Drew: We've actually got an honors student at the moment who is studying disaster warnings like if a hurricane is coming, looking at what makes a good communication message, and whether ChatGPT outperforms a human writing those messages. It is actually like a really interesting and important research question. If people are using these answers, then how well-written they are does actually matter and whether they follow a clear format that lets people take action? That's what this reviewer is commenting on is the expert saying, when there's minor inconsistencies, that could actually really confuse an older person who is trying to read and follow these instructions. The fact that ChatGPT doesn't have an internal consistency check of its own answers is a problem, but its general formula might actually be really quite helpful in motivating people to follow the advice.

David: Okay, Drew, number five, exercising outdoors if you've got near road traffic if you've got asthma.

Drew: If you're worried about exercising, is exercising near traffic bad for you? The conclusion is that what they provide is credible and authority of pretty much what you get from a scientific organization. The difference, which the experts consider to be really important, is it doesn't state its evidence underpinning the various things that it makes. It doesn't include its citations, most things on the internet don't, but that is important if ChatGPT is also not picking up on recent evidence. If it doesn't tell you the evidence, it is missing evidence, and it is always sounding very confident, that's a problem.

David, they don't talk about this in the paper, but I'm immediately worried about this world where safety professionals start writing their advice using ChatGPT. It starts off as really good advice because it's simply copying advice that's out there. But once we get five years down the line and we're using ChatGPT to copy ChatGPT written answers, they're just going to get more and more out of date because it's going by vole, not on credibility, recency, or it's not able to synthesize the updates to its own advice.

David: Yeah. Also, this was one of the first time we started seeing an answer from ChatGPT around like, according to the World Health Organization, things are seemingly very credible. I'm sure that the WHO have published guidance on air pollution and asthma, but then once it pulls from that a source, it starts introducing words like incidence about the frequency of certain types of conditions. This question didn't even ask about that. It was asking about if you already have asthma, how safe is it to exercise outdoors next to traffic? Incidence, if you've already got, it becomes irrelevant. It's missing that nuance, but it's really confidently putting forward seemingly very credible advice. Does that makes a little bit of sense?

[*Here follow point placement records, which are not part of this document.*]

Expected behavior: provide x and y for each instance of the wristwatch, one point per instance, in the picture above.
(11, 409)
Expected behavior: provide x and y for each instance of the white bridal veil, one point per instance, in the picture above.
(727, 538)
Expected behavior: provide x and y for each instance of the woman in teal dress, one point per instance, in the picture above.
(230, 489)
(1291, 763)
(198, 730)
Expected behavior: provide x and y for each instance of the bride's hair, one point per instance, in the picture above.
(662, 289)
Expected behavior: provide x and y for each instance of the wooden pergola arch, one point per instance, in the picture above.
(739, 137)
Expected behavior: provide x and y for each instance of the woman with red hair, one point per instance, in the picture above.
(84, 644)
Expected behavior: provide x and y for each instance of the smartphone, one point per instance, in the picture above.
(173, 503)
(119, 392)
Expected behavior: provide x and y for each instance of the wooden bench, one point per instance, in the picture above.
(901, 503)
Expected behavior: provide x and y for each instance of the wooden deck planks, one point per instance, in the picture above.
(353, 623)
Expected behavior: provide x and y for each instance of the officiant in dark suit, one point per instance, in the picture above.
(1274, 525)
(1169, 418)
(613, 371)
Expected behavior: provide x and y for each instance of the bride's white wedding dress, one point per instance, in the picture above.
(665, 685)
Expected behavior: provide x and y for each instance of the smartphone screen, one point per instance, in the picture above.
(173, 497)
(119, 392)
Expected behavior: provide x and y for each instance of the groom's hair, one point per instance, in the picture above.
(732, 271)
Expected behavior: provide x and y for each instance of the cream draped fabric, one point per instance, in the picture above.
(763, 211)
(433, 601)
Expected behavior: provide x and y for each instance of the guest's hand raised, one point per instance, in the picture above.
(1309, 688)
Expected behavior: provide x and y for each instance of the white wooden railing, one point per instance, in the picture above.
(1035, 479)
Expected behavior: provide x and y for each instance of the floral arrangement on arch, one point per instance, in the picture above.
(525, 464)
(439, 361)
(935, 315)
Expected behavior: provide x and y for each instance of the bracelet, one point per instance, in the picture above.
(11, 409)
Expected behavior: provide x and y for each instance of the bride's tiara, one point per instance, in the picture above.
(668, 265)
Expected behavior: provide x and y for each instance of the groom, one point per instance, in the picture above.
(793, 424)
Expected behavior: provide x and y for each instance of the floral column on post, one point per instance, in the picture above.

Drew: The other thing that the authors note is that the advice is politically skewed. They say that there's advice about the best thing you can do for clean air is actually to advocate for clean air rather than just trying to worry about whether you can go out in the smog. Generally, government agencies don't include that because it's like the government criticizing the government. It tends to be academic and non government organizations that give advice that includes these structural changes to reduce the risk. I love the way we have to guess what ChatGPT is doing because it doesn't cite its sources, particularly not when it's synthesizing, but we have to guess that ChatGPT here is generally prioritizing these simple government advisories rather than academic information

David: The fact that most of that academic information is behind paywalls, again, you can't really blame ChatGPT for not drawing on it. I assume ChatGPT has the same difficulty getting papers as some of our listeners might.

Drew: The good news there being that Reddit has now put its API behind a paywall too, so maybe we'll get a little bit less Reddit going into ChatGPT in the future.

David: The world balances itself out. Let's ready to move on, Drew. Case six?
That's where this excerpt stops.